From the above we can notice how we go two differnt output triples ( [1] POPULATION [4] -> San Francisco POPULATION 808,437 [1] AREA [11] -> San Francisco AREA Northern California ), from the same input. However, this is not our main target, as we require a model that doesn’t need a pre-assigned entity type and Relation before performing relation extraction. Therefore, i went on to practice different prompt to fit this need as our input, Below are two different input and their output;

[In]:

input_format = """Perform Named Entity Recognition (NER) and extract knowledge graph triplets from the text. Identify relevant entity types and predicates based on the content of the text.

        **Instructions:**
        1. Identify relevant entity types present in the text.
        2. Identify relevant predicates (relationships) between entities in the text.
        3. Extract entities and their types.
        4. Extract triplets (subject-predicate-object) based on the identified entities and predicates.

        **Text:**
        {text}

        """

[Out]:

{
    "entities_and_triples": []
}

And also; [In]:

input_format = """Perform Named Entity Recognition (NER) and extract knowledge graph triplets from the text.

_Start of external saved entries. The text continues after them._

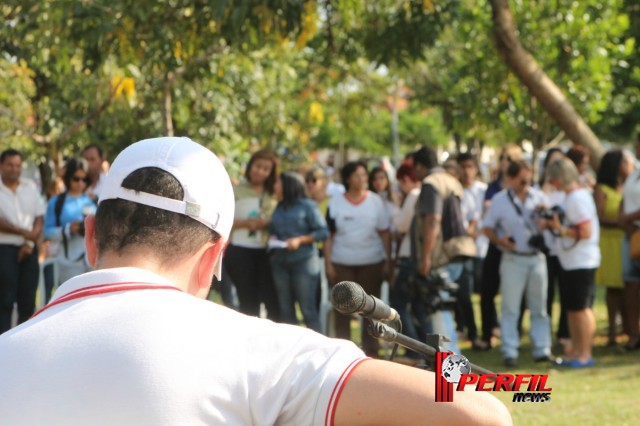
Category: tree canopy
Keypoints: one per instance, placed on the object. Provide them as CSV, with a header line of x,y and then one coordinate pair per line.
x,y
301,75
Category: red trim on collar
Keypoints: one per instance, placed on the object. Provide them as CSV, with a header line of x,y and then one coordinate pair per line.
x,y
330,414
104,289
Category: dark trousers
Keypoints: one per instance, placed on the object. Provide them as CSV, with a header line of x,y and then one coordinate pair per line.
x,y
18,283
464,307
250,271
554,272
489,290
400,297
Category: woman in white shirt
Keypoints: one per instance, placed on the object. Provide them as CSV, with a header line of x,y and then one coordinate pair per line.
x,y
578,250
358,248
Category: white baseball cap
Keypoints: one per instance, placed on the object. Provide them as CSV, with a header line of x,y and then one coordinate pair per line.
x,y
208,193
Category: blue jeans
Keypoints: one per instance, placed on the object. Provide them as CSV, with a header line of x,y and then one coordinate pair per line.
x,y
400,298
298,281
524,275
441,322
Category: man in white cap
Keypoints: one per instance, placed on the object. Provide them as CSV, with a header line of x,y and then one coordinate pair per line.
x,y
128,344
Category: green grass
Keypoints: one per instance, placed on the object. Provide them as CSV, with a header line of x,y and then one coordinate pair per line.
x,y
607,394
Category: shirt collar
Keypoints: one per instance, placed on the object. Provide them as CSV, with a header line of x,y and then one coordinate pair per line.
x,y
110,276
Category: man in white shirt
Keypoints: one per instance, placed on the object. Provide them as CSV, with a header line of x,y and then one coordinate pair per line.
x,y
472,209
21,214
95,157
128,344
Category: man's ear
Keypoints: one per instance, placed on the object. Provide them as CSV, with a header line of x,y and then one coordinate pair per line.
x,y
207,265
90,239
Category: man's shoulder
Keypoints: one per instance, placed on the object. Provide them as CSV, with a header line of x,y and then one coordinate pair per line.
x,y
500,197
479,186
28,185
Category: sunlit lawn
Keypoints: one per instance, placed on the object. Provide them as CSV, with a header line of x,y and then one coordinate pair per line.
x,y
607,394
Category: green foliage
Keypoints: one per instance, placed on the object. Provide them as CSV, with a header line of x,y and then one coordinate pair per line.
x,y
298,75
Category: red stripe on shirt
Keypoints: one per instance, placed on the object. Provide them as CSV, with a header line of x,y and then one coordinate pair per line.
x,y
103,289
337,390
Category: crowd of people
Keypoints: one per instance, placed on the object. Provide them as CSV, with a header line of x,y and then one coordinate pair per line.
x,y
133,342
419,229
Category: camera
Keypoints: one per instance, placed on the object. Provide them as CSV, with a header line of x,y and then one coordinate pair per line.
x,y
537,242
436,292
547,213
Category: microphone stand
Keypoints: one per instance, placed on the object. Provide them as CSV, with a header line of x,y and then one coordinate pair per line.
x,y
382,331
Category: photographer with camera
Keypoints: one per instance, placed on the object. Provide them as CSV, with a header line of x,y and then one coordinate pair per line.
x,y
577,242
64,220
510,224
440,244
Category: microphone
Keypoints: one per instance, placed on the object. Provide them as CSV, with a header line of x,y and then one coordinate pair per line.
x,y
350,298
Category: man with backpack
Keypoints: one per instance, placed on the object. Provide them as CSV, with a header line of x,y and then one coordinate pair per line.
x,y
440,243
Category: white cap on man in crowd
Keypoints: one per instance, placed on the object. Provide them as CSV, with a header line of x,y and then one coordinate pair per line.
x,y
208,193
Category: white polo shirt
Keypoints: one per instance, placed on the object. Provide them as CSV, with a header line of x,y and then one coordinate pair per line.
x,y
579,207
355,227
19,208
163,357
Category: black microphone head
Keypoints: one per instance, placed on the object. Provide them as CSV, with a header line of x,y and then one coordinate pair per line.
x,y
348,297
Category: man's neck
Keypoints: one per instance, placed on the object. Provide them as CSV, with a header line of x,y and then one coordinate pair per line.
x,y
178,274
11,184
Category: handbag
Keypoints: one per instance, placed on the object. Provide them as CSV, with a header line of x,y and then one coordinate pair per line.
x,y
634,243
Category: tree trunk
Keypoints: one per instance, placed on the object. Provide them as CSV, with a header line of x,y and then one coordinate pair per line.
x,y
167,105
525,67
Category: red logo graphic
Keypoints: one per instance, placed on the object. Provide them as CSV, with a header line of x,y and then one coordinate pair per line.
x,y
453,368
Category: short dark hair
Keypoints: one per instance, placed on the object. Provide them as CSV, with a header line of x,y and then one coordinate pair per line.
x,y
425,156
264,154
123,225
577,154
10,153
71,167
292,188
515,167
349,169
406,169
610,168
467,156
96,147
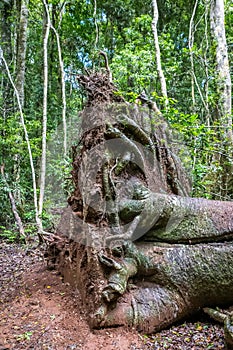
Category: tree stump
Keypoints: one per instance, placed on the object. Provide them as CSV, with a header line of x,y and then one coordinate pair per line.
x,y
140,250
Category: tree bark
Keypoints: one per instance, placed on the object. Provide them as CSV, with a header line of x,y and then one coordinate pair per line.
x,y
21,50
18,220
140,250
157,51
47,25
223,78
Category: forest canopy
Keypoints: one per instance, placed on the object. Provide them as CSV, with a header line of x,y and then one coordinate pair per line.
x,y
169,51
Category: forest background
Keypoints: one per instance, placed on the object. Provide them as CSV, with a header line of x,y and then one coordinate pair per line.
x,y
177,53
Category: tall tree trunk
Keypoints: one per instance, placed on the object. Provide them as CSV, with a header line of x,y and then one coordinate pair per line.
x,y
38,219
21,50
6,45
217,26
20,77
47,25
157,51
17,217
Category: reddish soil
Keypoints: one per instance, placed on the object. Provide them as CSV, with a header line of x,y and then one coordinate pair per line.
x,y
39,311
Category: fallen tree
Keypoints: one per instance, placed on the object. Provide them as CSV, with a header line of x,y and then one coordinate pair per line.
x,y
141,251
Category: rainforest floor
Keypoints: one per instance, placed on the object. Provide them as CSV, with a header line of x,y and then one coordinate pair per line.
x,y
39,311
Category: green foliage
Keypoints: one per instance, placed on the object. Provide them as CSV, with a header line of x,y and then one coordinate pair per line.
x,y
123,30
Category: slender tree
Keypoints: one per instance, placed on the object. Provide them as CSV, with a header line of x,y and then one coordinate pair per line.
x,y
47,26
157,51
217,25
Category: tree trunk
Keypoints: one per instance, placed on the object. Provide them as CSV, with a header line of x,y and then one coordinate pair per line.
x,y
217,26
157,51
21,51
18,220
141,252
47,25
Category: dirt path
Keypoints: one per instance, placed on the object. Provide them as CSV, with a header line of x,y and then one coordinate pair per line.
x,y
39,311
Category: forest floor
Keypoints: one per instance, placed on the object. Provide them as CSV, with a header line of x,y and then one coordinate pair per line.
x,y
39,311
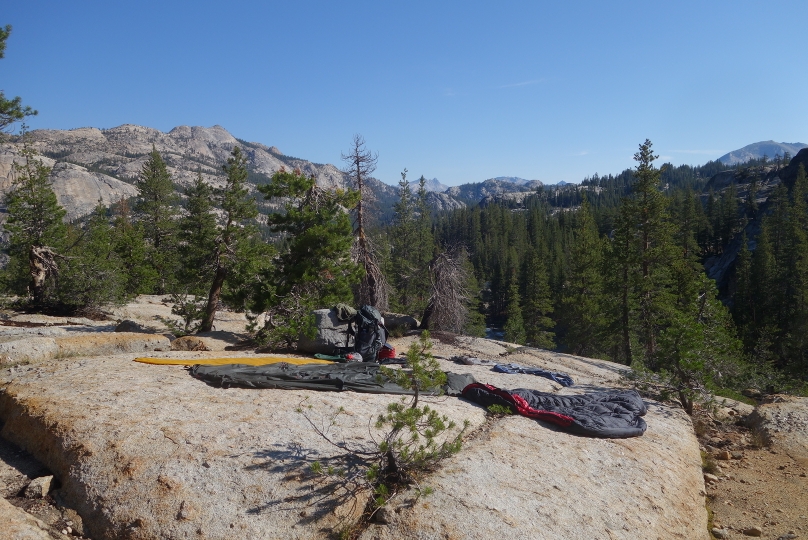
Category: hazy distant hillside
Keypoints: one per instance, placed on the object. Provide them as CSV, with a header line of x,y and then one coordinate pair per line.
x,y
516,180
430,185
474,193
757,150
91,164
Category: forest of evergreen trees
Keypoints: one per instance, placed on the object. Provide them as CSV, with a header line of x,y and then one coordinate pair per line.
x,y
612,269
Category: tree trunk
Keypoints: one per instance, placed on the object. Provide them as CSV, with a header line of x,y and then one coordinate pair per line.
x,y
213,299
41,266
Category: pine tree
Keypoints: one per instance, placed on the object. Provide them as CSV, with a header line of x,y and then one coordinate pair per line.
x,y
11,110
36,231
582,296
514,323
157,212
655,237
94,274
537,304
239,209
744,310
402,239
197,234
131,247
620,272
373,288
315,268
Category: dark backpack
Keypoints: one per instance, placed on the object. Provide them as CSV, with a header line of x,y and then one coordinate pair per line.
x,y
369,333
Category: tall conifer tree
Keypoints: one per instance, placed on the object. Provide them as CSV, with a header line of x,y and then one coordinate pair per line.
x,y
157,212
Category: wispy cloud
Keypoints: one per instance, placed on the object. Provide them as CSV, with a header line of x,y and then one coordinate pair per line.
x,y
524,83
700,152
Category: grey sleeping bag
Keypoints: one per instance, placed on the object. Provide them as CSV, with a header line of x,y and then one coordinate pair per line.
x,y
356,376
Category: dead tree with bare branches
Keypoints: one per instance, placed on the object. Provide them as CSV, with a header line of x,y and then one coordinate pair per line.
x,y
360,164
448,304
36,229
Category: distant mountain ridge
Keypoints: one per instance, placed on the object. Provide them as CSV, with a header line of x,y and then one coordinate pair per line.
x,y
92,165
758,150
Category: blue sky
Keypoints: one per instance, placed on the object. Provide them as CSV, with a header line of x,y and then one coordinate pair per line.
x,y
461,91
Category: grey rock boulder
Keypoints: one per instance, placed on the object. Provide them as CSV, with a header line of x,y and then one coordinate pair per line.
x,y
39,487
17,524
783,423
399,320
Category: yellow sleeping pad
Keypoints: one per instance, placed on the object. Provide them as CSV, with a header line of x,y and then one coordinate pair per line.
x,y
249,360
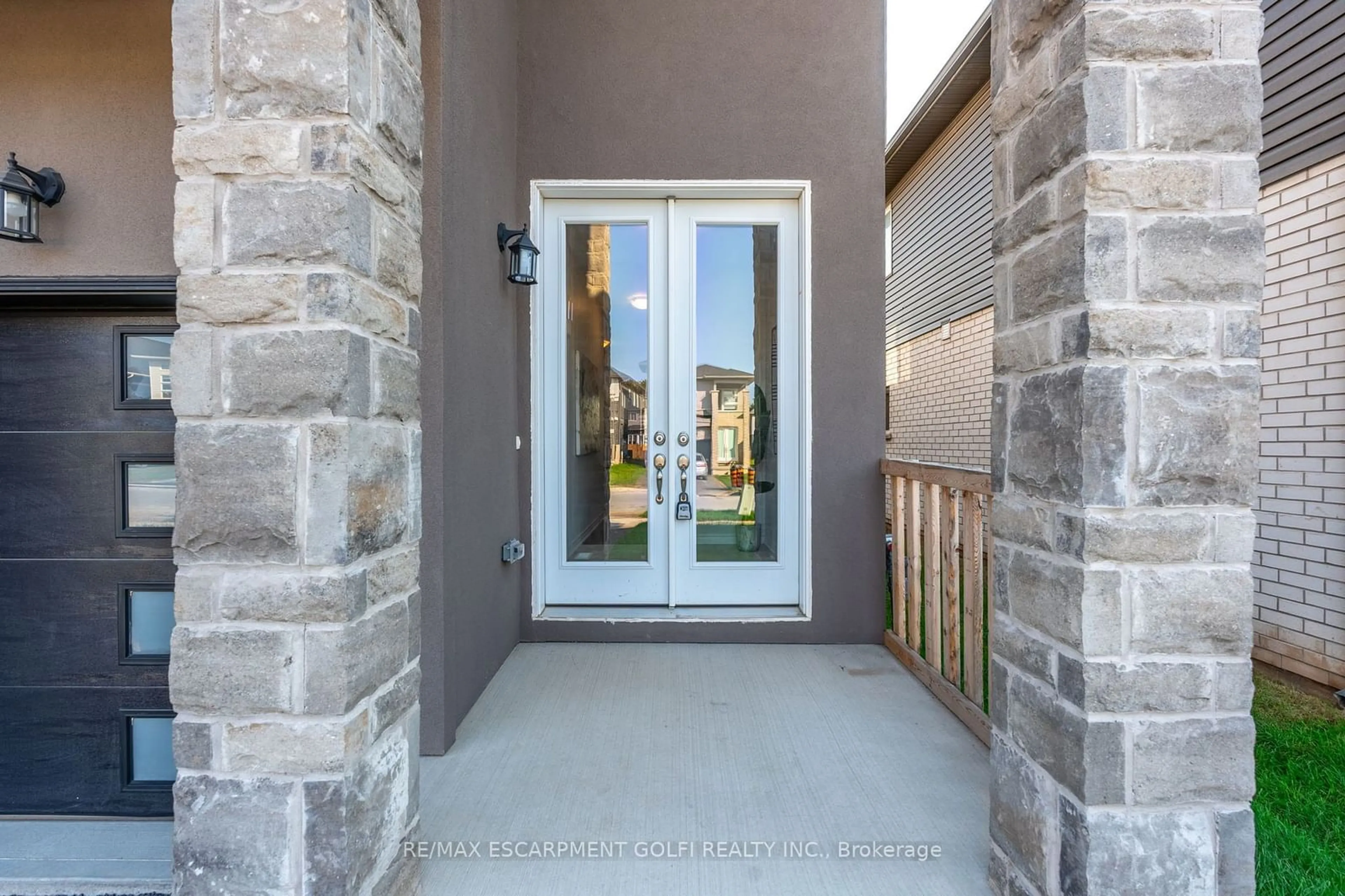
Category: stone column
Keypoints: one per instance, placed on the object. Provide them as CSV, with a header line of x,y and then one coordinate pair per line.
x,y
1129,264
295,661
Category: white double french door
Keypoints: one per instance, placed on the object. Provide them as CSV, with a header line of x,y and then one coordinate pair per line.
x,y
669,387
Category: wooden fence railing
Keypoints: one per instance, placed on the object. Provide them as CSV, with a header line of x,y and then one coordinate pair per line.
x,y
941,583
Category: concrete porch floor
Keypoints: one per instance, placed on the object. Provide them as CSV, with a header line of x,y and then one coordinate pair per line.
x,y
643,744
693,743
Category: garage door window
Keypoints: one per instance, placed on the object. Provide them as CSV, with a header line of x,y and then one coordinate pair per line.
x,y
149,497
144,368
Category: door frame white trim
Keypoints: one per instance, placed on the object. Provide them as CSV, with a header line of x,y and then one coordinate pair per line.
x,y
795,190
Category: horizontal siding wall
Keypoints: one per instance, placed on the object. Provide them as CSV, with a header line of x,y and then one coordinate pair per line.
x,y
1300,560
1304,73
942,216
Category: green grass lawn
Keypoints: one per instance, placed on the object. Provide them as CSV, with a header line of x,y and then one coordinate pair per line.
x,y
1300,793
626,475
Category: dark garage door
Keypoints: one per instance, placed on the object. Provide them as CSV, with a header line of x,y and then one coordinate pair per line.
x,y
87,502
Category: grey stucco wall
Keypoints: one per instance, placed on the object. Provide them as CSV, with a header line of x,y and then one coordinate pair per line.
x,y
751,89
77,99
471,372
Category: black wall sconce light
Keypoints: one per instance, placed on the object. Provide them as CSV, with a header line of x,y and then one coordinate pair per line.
x,y
522,255
21,192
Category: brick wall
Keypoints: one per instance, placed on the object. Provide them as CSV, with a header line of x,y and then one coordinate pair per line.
x,y
939,395
1300,561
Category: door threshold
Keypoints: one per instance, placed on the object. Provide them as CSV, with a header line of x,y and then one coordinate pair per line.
x,y
673,614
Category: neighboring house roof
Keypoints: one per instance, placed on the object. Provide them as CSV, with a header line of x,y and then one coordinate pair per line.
x,y
958,83
711,372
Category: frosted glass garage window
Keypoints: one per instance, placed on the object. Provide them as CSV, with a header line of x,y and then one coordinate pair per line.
x,y
150,622
151,750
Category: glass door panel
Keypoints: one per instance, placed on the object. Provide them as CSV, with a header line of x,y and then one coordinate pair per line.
x,y
669,391
738,381
736,328
607,283
602,382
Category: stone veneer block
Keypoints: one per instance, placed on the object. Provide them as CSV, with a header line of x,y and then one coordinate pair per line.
x,y
1124,456
295,665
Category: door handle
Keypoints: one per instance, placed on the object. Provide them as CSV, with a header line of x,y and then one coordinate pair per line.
x,y
684,502
660,461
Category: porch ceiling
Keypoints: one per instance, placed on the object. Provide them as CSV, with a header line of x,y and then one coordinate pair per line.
x,y
700,743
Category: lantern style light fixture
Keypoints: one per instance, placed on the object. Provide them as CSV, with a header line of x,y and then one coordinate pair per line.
x,y
522,255
21,192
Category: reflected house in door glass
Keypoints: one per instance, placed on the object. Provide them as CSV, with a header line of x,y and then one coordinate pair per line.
x,y
606,489
723,416
626,419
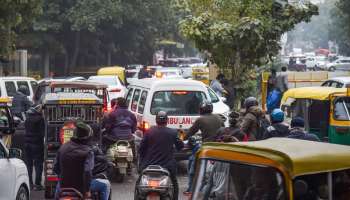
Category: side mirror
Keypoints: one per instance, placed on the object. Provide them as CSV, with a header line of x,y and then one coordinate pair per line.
x,y
223,99
300,188
17,120
15,153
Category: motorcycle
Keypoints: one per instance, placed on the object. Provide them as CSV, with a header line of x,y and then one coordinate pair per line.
x,y
154,184
121,155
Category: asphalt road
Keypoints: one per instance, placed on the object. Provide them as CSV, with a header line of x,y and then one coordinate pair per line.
x,y
125,190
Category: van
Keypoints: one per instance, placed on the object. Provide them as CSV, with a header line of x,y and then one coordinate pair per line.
x,y
9,86
180,98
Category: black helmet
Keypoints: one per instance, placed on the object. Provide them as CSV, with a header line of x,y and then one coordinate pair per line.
x,y
250,101
206,107
162,118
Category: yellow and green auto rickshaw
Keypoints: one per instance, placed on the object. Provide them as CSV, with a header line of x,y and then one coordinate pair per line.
x,y
325,110
273,169
113,71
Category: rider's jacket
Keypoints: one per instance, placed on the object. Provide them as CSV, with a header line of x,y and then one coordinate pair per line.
x,y
208,124
157,148
75,162
121,124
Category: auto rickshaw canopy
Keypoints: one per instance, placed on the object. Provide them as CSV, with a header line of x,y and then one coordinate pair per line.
x,y
315,93
294,156
71,98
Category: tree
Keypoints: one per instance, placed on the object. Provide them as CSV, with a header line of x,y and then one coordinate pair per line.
x,y
340,29
240,34
15,16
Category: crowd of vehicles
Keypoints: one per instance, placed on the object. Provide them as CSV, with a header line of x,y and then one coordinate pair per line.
x,y
277,168
325,109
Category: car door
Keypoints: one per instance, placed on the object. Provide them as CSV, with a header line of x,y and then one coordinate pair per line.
x,y
7,175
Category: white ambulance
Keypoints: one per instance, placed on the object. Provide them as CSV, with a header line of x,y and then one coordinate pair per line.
x,y
180,98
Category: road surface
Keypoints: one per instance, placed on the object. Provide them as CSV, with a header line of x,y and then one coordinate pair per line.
x,y
125,190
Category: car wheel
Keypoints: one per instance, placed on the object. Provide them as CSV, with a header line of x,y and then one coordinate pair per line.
x,y
22,194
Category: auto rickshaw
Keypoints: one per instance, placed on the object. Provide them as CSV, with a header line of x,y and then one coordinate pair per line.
x,y
7,124
115,70
100,90
273,169
324,109
60,112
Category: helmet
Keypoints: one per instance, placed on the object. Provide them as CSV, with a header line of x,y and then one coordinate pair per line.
x,y
277,115
162,118
250,101
206,107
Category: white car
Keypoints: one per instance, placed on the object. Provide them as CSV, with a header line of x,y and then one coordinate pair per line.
x,y
14,179
339,64
115,88
10,84
337,82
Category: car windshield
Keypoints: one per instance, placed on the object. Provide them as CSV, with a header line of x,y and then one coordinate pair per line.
x,y
342,108
177,102
105,80
218,180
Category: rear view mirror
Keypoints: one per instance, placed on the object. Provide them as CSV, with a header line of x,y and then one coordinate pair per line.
x,y
300,188
223,99
15,153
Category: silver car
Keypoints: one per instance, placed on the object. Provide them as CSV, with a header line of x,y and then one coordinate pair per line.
x,y
342,64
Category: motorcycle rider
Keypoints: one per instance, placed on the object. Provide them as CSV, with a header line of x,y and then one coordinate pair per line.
x,y
75,161
208,123
278,128
78,164
34,144
157,148
20,102
253,114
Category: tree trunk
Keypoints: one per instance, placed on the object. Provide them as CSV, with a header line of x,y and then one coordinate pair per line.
x,y
109,58
46,64
74,59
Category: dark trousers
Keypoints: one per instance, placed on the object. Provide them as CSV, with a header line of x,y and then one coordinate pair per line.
x,y
34,158
173,180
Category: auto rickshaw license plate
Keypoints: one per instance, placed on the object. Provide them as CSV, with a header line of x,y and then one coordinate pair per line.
x,y
68,134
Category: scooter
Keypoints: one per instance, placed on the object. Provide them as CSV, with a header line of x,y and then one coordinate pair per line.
x,y
154,184
121,155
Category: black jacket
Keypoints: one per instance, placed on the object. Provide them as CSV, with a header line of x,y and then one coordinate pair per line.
x,y
157,148
74,165
34,128
20,103
208,124
277,130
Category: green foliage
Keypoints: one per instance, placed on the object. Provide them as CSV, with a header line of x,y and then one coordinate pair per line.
x,y
240,34
15,15
340,29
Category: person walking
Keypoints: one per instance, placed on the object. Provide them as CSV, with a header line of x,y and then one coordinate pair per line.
x,y
34,145
157,148
217,86
282,80
297,130
253,117
20,102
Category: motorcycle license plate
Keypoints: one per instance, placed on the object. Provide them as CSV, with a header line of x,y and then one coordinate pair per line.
x,y
153,197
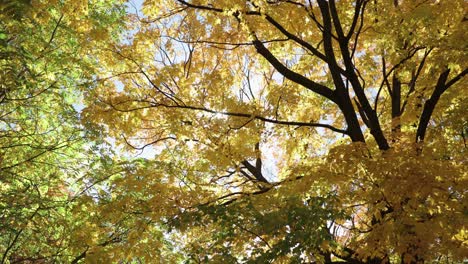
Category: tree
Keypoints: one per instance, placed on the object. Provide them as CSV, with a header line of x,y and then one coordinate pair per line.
x,y
272,131
295,131
44,150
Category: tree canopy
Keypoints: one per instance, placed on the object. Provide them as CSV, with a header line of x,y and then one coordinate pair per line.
x,y
235,131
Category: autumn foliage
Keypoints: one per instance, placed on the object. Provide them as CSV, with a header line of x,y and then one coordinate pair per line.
x,y
233,131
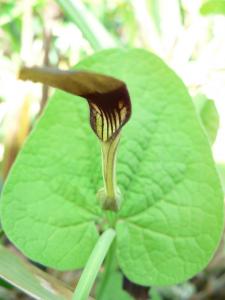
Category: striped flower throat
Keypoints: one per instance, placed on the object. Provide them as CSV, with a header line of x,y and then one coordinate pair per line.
x,y
110,109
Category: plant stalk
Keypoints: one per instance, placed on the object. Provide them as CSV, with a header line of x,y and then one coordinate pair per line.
x,y
93,265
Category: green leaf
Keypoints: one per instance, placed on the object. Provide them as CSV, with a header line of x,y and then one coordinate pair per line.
x,y
29,279
221,171
171,217
154,295
209,116
113,289
213,7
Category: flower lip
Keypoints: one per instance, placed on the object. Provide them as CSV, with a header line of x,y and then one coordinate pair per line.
x,y
108,97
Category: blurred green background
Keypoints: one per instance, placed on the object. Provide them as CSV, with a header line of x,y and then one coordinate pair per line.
x,y
189,35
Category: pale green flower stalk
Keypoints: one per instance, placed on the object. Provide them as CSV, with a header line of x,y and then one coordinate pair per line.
x,y
110,109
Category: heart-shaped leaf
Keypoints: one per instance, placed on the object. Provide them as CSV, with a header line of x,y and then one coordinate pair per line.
x,y
208,116
171,217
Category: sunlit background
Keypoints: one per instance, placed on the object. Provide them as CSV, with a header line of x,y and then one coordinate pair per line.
x,y
60,33
189,35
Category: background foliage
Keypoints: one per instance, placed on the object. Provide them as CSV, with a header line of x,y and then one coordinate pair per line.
x,y
187,34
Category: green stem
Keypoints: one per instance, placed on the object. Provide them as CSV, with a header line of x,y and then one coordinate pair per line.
x,y
93,265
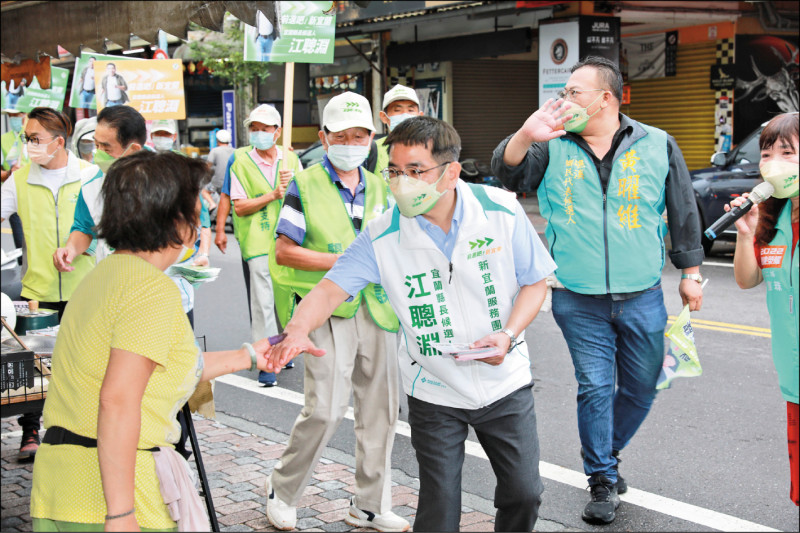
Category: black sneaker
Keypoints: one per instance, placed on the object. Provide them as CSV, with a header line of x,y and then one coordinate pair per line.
x,y
29,444
605,500
622,486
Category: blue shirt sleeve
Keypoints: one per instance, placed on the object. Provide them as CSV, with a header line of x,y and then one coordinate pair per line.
x,y
532,262
357,267
83,219
226,184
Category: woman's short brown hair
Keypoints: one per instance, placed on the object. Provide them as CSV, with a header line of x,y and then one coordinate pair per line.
x,y
150,199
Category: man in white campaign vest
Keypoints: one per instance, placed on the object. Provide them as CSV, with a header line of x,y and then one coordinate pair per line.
x,y
461,264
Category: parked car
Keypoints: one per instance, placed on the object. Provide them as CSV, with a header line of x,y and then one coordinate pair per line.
x,y
732,174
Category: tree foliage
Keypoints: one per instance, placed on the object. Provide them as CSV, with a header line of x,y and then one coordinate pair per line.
x,y
223,55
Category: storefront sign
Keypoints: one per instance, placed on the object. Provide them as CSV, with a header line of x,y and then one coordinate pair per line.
x,y
304,34
83,92
34,96
600,37
229,114
649,56
723,77
559,46
153,87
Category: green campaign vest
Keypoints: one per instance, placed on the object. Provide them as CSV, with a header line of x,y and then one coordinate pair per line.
x,y
383,156
606,243
256,231
7,142
329,229
781,277
46,225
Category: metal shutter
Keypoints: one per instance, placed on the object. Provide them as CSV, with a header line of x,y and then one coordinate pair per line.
x,y
491,100
682,105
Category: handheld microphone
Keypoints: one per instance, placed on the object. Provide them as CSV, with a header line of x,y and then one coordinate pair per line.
x,y
760,192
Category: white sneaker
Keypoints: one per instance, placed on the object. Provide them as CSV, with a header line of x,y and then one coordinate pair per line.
x,y
387,521
281,515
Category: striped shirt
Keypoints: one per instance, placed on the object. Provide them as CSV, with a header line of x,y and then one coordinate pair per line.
x,y
292,222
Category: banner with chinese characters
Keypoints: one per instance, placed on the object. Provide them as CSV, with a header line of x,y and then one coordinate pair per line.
x,y
649,56
305,33
681,360
34,96
83,91
153,87
559,46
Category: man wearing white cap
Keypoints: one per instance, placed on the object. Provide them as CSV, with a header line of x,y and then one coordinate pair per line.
x,y
324,210
399,103
258,181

Identify relevant entity types and predicates based on the content of the text.

        **Instructions:**
        1. Identify relevant entity types present in the text. Include at least LOCATION, CITY, COUNTRY, NUMBER, and DATE if applicable.
        2. Identify relevant predicates (relationships) between entities in the text. Include at least POPULATION and LOCATION_IN if applicable.
        3. Extract entities and their types.
        4. Extract triplets (subject-predicate-object) based on the identified entities and predicates.

        **Text:**
        {text}

        """

[Out]:

{
    "entities_and_triples": [
        "[1], CITY:San Francisco",
        "[2], CITY:City and County of San Francisco",
        "[3], LOCATION:Northern California",
        "[1] LOCATION_IN [3]",
        "[4], NUMBER:808,437",
        "[1] POPULATION [4]",
        "[5], DATE:2022",
        "[6], LOCATION:California",
        "[1] LOCATION_IN [6]",
        "[7], CITY:Los Angeles",
        "[8], CITY:San Diego",
        "[9], CITY:San Jose",
        "[10], COUNTRY:United States",
        "[6] LOCATION_IN [10]",
        "[11], LOCATION:Northern California region",
        "[1] LOCATION_IN [11]"
    ]
}

From the example above, we noticed how we got a null output when we prompt the model without a targeted Entity and Relation, and also when we try to provide a little reference for it as a form of “guidance” giving us an output triples.

We then proceed to perform an entity linking using our NEF already available GENRE model implementation.

Going forward, if we are unable to engineer the best prompt as an input to extract the triples without a pre-assigned targeted Entity and Relation. The Trplex model doesn’t really fit our goal as we require unique predicates, not a pre-assigned predicates.